Making Cultural Change Stick

Andrew Leigh

What are the ingredients that lead to a successful culture change? Equally important, what ensures that a culture change will eventually stick?

Culture change is rarely a quick fix. Clearly, if your entire organization is about to go into terminal decline attempting a sustained culture change will be almost impossible. For example, even if Lehman Brothers recently tried to change its culture, the new culture almost certainly would not have arrived quickly enough to affect whether the company survived or not.

Changing a company's culture is not for the faint hearted or for those who see the process as a sprint, rather than a marathon. However, a culture change can undoubtedly yield fundamental improvements in company and individual performance. It is the kind of investment that many firms badly need to make these days.

Louis Gerstner, the CEO who rescued IBM from near oblivion, admitted that previously he saw culture as one among several important elements that produce success. But while at IBM he came to see that "culture isn’t just one aspect of the game—it is the game." So how do you play the game?

Some of the key variables that produce sustained culture change appear in our Way Ahead paper: Sustaining Culture Change. We identify two basic kinds governing the construction of a sustainable culture change program: individual factors and organizational factors.

Often there is adequate attention to one but not the other. The two kinds of variables consist of specific areas of activity with practical implications for action:

1. Individual Change variables

  • Will
  • Skill
  • Support
  • Rehearsal
  • Rewards

2. Organizational variables

  • Drive
  • Leadership
  • Systems
  • Communications
  • Champions
  • Modelling

Currently we can observe the challenge of creating sustained culture change most vividly in the financial services area, particularly in relation to banks. Despite the turmoil, as President Obama recently noted disapprovingly in a press conference, some banks are returning to offering unacceptably large bonuses.

In Europe bank culture is expected to change but there is clearly much inertia. It's "an absolute disgrace" said Christine Lagarde, France’s outspoken finance minister, about banks returning to the "old ways."

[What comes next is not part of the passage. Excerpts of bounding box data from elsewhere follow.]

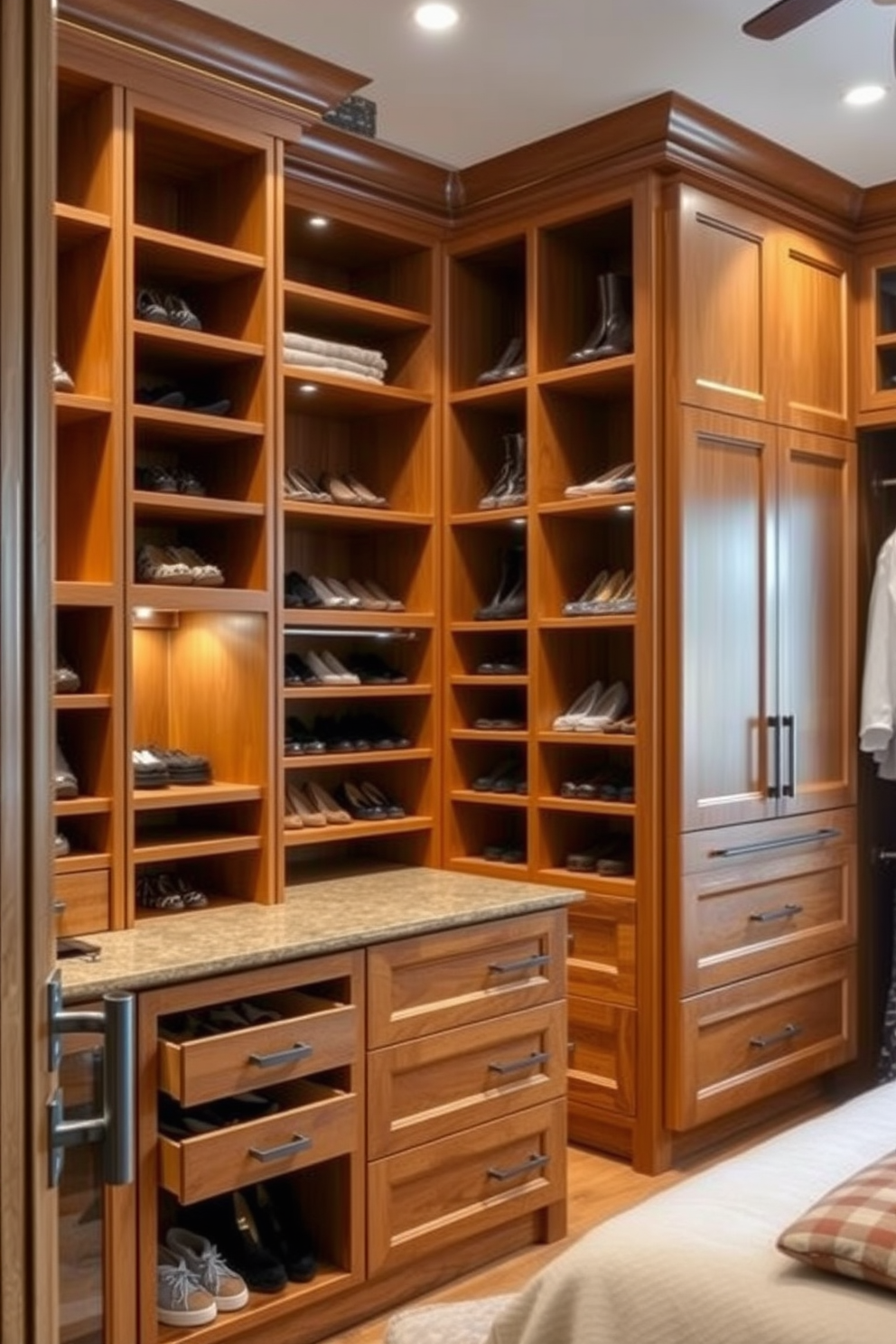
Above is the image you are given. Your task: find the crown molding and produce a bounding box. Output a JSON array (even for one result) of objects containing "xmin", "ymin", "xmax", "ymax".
[{"xmin": 56, "ymin": 0, "xmax": 369, "ymax": 121}]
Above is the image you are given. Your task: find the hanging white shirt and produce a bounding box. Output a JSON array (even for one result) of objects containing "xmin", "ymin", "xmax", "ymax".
[{"xmin": 858, "ymin": 532, "xmax": 896, "ymax": 779}]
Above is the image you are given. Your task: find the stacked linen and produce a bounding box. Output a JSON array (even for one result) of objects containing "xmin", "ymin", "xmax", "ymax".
[{"xmin": 284, "ymin": 332, "xmax": 388, "ymax": 383}]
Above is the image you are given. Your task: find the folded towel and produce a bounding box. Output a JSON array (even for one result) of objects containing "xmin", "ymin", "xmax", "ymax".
[{"xmin": 284, "ymin": 332, "xmax": 388, "ymax": 372}]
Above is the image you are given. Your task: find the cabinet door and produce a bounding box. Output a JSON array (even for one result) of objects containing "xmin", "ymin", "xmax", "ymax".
[
  {"xmin": 667, "ymin": 410, "xmax": 778, "ymax": 831},
  {"xmin": 778, "ymin": 430, "xmax": 855, "ymax": 812},
  {"xmin": 769, "ymin": 231, "xmax": 852, "ymax": 435},
  {"xmin": 667, "ymin": 185, "xmax": 777, "ymax": 419}
]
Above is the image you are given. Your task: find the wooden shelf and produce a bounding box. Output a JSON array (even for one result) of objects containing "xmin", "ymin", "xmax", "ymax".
[
  {"xmin": 133, "ymin": 781, "xmax": 265, "ymax": 812},
  {"xmin": 284, "ymin": 364, "xmax": 433, "ymax": 416},
  {"xmin": 284, "ymin": 280, "xmax": 433, "ymax": 333},
  {"xmin": 284, "ymin": 817, "xmax": 433, "ymax": 849}
]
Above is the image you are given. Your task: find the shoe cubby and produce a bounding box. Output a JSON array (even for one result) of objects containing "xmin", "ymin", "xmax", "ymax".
[
  {"xmin": 447, "ymin": 237, "xmax": 527, "ymax": 391},
  {"xmin": 537, "ymin": 203, "xmax": 632, "ymax": 372},
  {"xmin": 535, "ymin": 376, "xmax": 634, "ymax": 512},
  {"xmin": 447, "ymin": 395, "xmax": 527, "ymax": 518},
  {"xmin": 127, "ymin": 107, "xmax": 274, "ymax": 258},
  {"xmin": 536, "ymin": 505, "xmax": 637, "ymax": 626}
]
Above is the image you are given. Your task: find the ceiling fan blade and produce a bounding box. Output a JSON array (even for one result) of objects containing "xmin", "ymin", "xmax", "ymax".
[{"xmin": 742, "ymin": 0, "xmax": 848, "ymax": 42}]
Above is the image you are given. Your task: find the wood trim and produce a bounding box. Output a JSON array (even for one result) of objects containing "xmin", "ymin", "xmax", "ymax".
[{"xmin": 59, "ymin": 0, "xmax": 369, "ymax": 117}]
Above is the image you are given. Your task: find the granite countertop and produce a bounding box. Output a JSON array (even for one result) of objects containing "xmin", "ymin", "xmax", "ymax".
[{"xmin": 61, "ymin": 867, "xmax": 584, "ymax": 1003}]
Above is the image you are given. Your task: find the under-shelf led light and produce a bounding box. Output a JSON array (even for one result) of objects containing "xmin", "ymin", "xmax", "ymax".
[{"xmin": 414, "ymin": 4, "xmax": 461, "ymax": 33}]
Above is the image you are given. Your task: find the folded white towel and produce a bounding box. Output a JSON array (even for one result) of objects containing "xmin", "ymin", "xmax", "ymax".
[{"xmin": 284, "ymin": 332, "xmax": 388, "ymax": 372}]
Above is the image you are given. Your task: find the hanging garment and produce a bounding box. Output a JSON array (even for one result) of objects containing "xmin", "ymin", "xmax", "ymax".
[{"xmin": 858, "ymin": 532, "xmax": 896, "ymax": 779}]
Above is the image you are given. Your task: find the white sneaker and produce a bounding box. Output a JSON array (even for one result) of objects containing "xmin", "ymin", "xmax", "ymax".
[
  {"xmin": 156, "ymin": 1246, "xmax": 218, "ymax": 1327},
  {"xmin": 165, "ymin": 1227, "xmax": 248, "ymax": 1311}
]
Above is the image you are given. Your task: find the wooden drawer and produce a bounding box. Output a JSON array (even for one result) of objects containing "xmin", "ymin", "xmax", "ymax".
[
  {"xmin": 367, "ymin": 910, "xmax": 565, "ymax": 1050},
  {"xmin": 673, "ymin": 807, "xmax": 857, "ymax": 997},
  {"xmin": 158, "ymin": 1079, "xmax": 360, "ymax": 1204},
  {"xmin": 367, "ymin": 1003, "xmax": 565, "ymax": 1157},
  {"xmin": 158, "ymin": 991, "xmax": 363, "ymax": 1106},
  {"xmin": 567, "ymin": 895, "xmax": 637, "ymax": 1005},
  {"xmin": 567, "ymin": 994, "xmax": 637, "ymax": 1115},
  {"xmin": 52, "ymin": 868, "xmax": 111, "ymax": 938},
  {"xmin": 369, "ymin": 1101, "xmax": 565, "ymax": 1273},
  {"xmin": 669, "ymin": 949, "xmax": 855, "ymax": 1129}
]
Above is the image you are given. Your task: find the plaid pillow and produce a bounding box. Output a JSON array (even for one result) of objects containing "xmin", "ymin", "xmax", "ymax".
[{"xmin": 777, "ymin": 1152, "xmax": 896, "ymax": 1290}]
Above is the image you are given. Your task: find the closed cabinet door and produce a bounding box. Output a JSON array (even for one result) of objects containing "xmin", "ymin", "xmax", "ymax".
[
  {"xmin": 778, "ymin": 429, "xmax": 855, "ymax": 813},
  {"xmin": 679, "ymin": 408, "xmax": 778, "ymax": 831}
]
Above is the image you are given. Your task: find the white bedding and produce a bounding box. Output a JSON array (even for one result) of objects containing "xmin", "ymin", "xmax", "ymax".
[{"xmin": 387, "ymin": 1083, "xmax": 896, "ymax": 1344}]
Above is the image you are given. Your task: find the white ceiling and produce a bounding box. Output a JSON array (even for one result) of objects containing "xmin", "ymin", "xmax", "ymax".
[{"xmin": 182, "ymin": 0, "xmax": 896, "ymax": 185}]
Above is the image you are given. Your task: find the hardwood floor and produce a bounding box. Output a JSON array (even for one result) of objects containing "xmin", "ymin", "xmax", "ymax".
[{"xmin": 322, "ymin": 1146, "xmax": 684, "ymax": 1344}]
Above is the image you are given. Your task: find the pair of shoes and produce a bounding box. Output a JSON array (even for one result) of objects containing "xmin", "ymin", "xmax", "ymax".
[
  {"xmin": 471, "ymin": 757, "xmax": 527, "ymax": 793},
  {"xmin": 52, "ymin": 742, "xmax": 79, "ymax": 798},
  {"xmin": 135, "ymin": 382, "xmax": 232, "ymax": 415},
  {"xmin": 135, "ymin": 289, "xmax": 203, "ymax": 332},
  {"xmin": 565, "ymin": 836, "xmax": 632, "ymax": 878},
  {"xmin": 563, "ymin": 462, "xmax": 634, "ymax": 500},
  {"xmin": 563, "ymin": 570, "xmax": 634, "ymax": 616},
  {"xmin": 285, "ymin": 779, "xmax": 352, "ymax": 831},
  {"xmin": 482, "ymin": 844, "xmax": 526, "ymax": 863},
  {"xmin": 475, "ymin": 336, "xmax": 526, "ymax": 387},
  {"xmin": 336, "ymin": 779, "xmax": 407, "ymax": 821},
  {"xmin": 320, "ymin": 471, "xmax": 388, "ymax": 508},
  {"xmin": 135, "ymin": 462, "xmax": 209, "ymax": 498},
  {"xmin": 52, "ymin": 355, "xmax": 75, "ymax": 392},
  {"xmin": 137, "ymin": 543, "xmax": 224, "ymax": 587},
  {"xmin": 475, "ymin": 546, "xmax": 526, "ymax": 621},
  {"xmin": 567, "ymin": 272, "xmax": 632, "ymax": 364},
  {"xmin": 156, "ymin": 1227, "xmax": 248, "ymax": 1327},
  {"xmin": 478, "ymin": 434, "xmax": 527, "ymax": 508},
  {"xmin": 554, "ymin": 681, "xmax": 629, "ymax": 733},
  {"xmin": 52, "ymin": 653, "xmax": 80, "ymax": 695},
  {"xmin": 137, "ymin": 873, "xmax": 209, "ymax": 910}
]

Often when organizations want to alter certain practices, attitudes or behaviors they are really saying "we need to affect the culture." But too often there is either resistance to accepting this, or lack of awareness about the implications.

For example a major jewelery and luxury good outlet, recently approached Maynard Leigh Associates asking for help with sales training. But as we explored the issue we showed that similar training had already occurred a few years back and at the time was regarded as highly successful.

Many staff we spoke to still recall that earlier learning experience with pleasure. Yet here was the client asking for more of the same. What had gone wrong?

What our enquiries revealed was that while people were enthusiastic to implement their new learning skills about selling, there had been virtually no change within the culture of the organization to support the new approach. Inevitably people returned to the old ways, since none of those with responsibility for steering the culture were doing anything different.

The core message about sustaining culture change is that it will only work if you focus on both individual change and the wider corporate environment.